For treatment, there are a lot of effective over the counter drugs available at the pharmacy, including Claritin, which used to be available only by prescription. Senay says some antihistamines and decongestants, however, cause drowsiness or other side effects in some people.

She says if you're taking other drugs that act as sedatives, avoid any over-the-counter medications that also have a sedative effect. Some of these drugs also raise blood pressure. If you don't find these drugs are working for you, or you are taking other prescription drugs that might react with these drugs, you should consult your doctor. There are very effective nasal sprays available by prescription only that are good for mild to moderate allergies. And severe allergy sufferers are often prescribed immunotherapy, or allergy shots.

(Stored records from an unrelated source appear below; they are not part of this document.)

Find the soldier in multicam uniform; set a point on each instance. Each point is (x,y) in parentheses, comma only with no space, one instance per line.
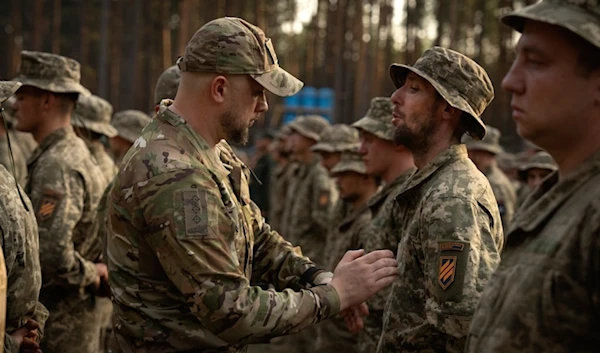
(394,165)
(450,227)
(545,295)
(129,125)
(186,241)
(64,185)
(356,187)
(20,247)
(483,153)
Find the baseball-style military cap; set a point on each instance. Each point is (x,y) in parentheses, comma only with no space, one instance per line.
(167,84)
(490,142)
(50,72)
(93,113)
(337,138)
(130,123)
(230,45)
(351,161)
(581,17)
(310,126)
(462,82)
(7,89)
(378,120)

Senay says you have to be careful with self-diagnosis of sinus headaches. Some people have been treating what they think are sinus headaches with antihistamines and decongestants. But, doctors are now finding that a lot of these people are actually suffering from migraines, which means allergy medications are not the way to treat them.

If you've been getting headaches and you're not finding relief from allergy medications, stop taking them and try and find a doctor who specializes in headaches.

Allergy season first starts with the pollination of trees, then in late spring/early summer grasses and weeds, and late summer there's ragweed. So, an early start probably won't mean an early finish to allergy season.